Dans cette logique, sa carrière en WNBA, bien que respectable, n’a jamais été au centre de son récit. Préférant la continuité en Europe et les engagements avec l’équipe de France, elle a fait un choix de carrière qui lui a peut-être coûté une reconnaissance plus large à l’international, mais qui a assuré sa place dans l’histoire du basket européen.

Le manque de reconnaissance en France trouve sans doute aussi son origine dans le fait qu’elle a très peu joué en France. la majeure partie de sa carrière, elle l’a passé loin des parquets de notre championnat. Que ce soit en Russie a Ekaterinbourg (9 saisons) ou en Italie dans le club du Familia Schio (4 saisons), elle a toujours  été loin. Et cette distance, dans des championnats très peu couverts en France, l’a éloignée des projecteurs de son pays quand elle n’étais pas en équipe nationale. 

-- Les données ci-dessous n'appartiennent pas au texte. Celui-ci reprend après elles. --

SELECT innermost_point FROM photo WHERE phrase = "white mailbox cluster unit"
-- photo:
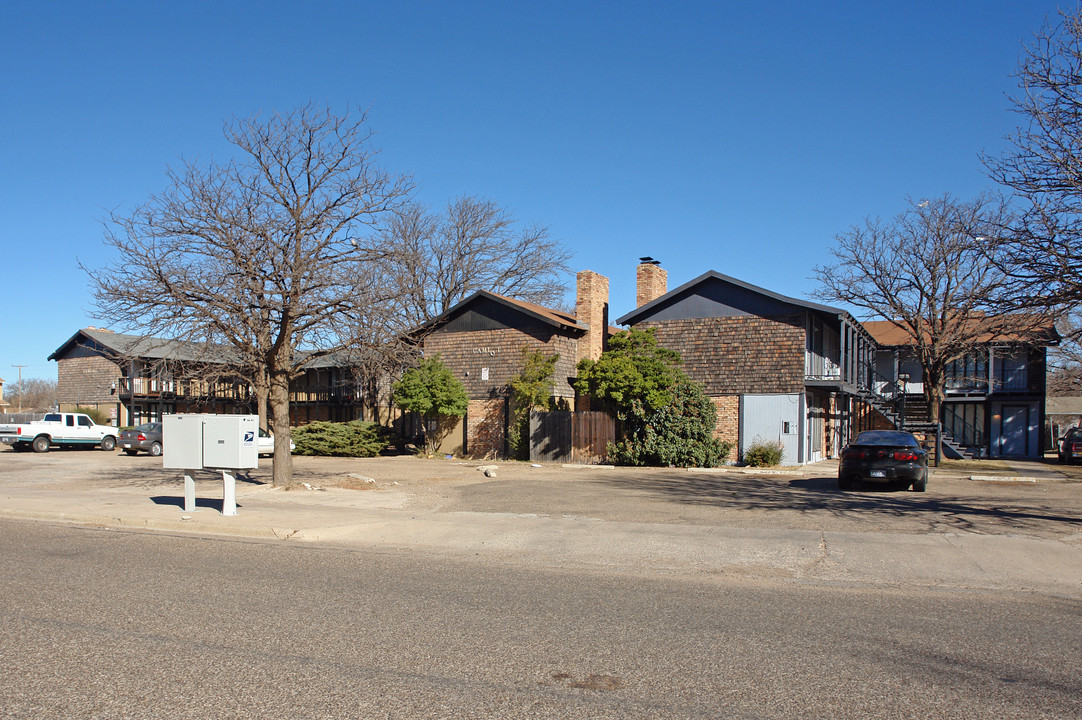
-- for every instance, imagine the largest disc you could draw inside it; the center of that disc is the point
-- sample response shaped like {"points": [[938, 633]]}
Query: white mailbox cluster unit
{"points": [[210, 442]]}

Gruda à été une des taulières de l’Equipe de France pendant de nombreuses années. Crédit : Icon Sport

Aujourd’hui, à l’heure de sa retraite, le regard porté sur Sandrine Gruda évolue. Elle est reconnue par ses pairs, les coachs, et les spécialistes comme une pièce maîtresse du succès du basket féminin français. Jean-Aimé Toupane, sélectionneur des Bleues, résume bien ce sentiment : « Sandrine est un repère, une garante de notre identité. Son impact dépasse largement les chiffres et les titres. ».

Son héritage est là, immense. Gruda a pavé la voie pour les Marine Johannès, Gabby Williams ou Iliana Rupert. Elle incarne une génération de joueuses qui ont porté le basket féminin français au sommet sans en retirer les lauriers. Une légende de l’ombre, oui. Mais une légende, sans aucun doute.